Sun-filled romance in summer is the dramatic background of much fiction. There’s the accident of the meeting and the unreasonable heightening of the season. Classically there is the imbalance of clan situation on hand, chilly truths swept away by the soft clouds, the fields, the petals in the breeze and the urgency of lotuses to burst open.

Edith Wharton wrote a short novel called “Summer” about a poor girl and a clever young man. He is alone idling about in the sunshine and she is there as she has always been. In the way of these romances, of course it is not to last, as the young man turns out to be engaged to someone of his sort.

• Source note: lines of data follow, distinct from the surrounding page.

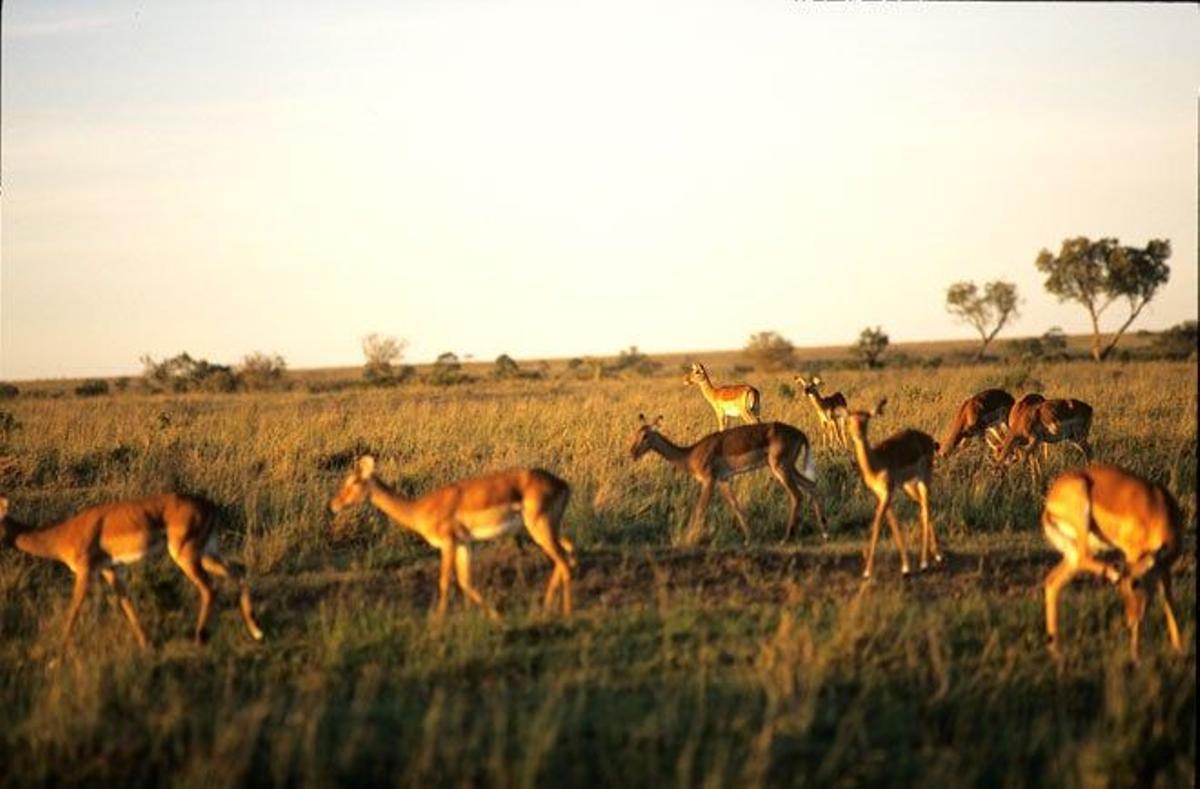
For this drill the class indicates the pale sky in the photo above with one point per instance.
(559, 179)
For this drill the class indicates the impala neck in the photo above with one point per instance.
(390, 503)
(671, 452)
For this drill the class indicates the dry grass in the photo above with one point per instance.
(725, 664)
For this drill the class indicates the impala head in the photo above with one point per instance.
(857, 420)
(642, 439)
(355, 486)
(696, 374)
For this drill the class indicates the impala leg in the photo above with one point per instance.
(1173, 627)
(875, 535)
(898, 538)
(727, 492)
(187, 556)
(123, 597)
(222, 568)
(83, 577)
(462, 572)
(696, 523)
(1054, 583)
(444, 572)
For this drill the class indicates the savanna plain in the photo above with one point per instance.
(719, 664)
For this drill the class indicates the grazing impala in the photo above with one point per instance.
(454, 517)
(904, 461)
(718, 457)
(984, 414)
(831, 410)
(739, 399)
(102, 538)
(1103, 507)
(1036, 420)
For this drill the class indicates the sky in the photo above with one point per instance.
(569, 178)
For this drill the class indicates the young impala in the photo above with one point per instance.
(904, 461)
(717, 458)
(984, 414)
(1036, 420)
(454, 517)
(1103, 507)
(738, 399)
(102, 538)
(831, 410)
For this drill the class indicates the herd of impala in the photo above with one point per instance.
(1089, 511)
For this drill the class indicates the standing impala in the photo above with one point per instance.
(454, 517)
(718, 457)
(1103, 507)
(102, 538)
(1036, 420)
(738, 399)
(831, 410)
(983, 414)
(904, 461)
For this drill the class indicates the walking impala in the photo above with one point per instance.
(102, 538)
(983, 414)
(738, 399)
(1103, 507)
(454, 517)
(1036, 420)
(718, 457)
(904, 461)
(831, 410)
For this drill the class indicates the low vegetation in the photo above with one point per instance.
(719, 664)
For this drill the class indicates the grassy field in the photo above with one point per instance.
(725, 664)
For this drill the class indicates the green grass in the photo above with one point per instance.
(702, 667)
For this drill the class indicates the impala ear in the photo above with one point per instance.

In Tess of the “D’Ubervilles,” the summer landscape that engulfs Tess and Angeles Clare leads to a despair of such magnitude that only the genius of Thomas Hardy could imagine it in the changing seasons.

And in my favorite, Checkhov’s “The Lady with the Dog,” the lady and the man are both married, but they meet one summer, beginning a romance that flows along a pitiless tide.  Without any possible ending except misery — when they believe the love will end at last, or the devastation will have a solution — the final line says, “No, it was only the beginning.”

So in spite of the meadows and the picnics under the shade of copper beech tree, the days will be staged again next summer with other lovers in other places. The freedom of the endless summers remain in the memory like the summer of childhood that one remembers as having lasted forever.

Summer is a high, candid, definite time. But beware of summer romance.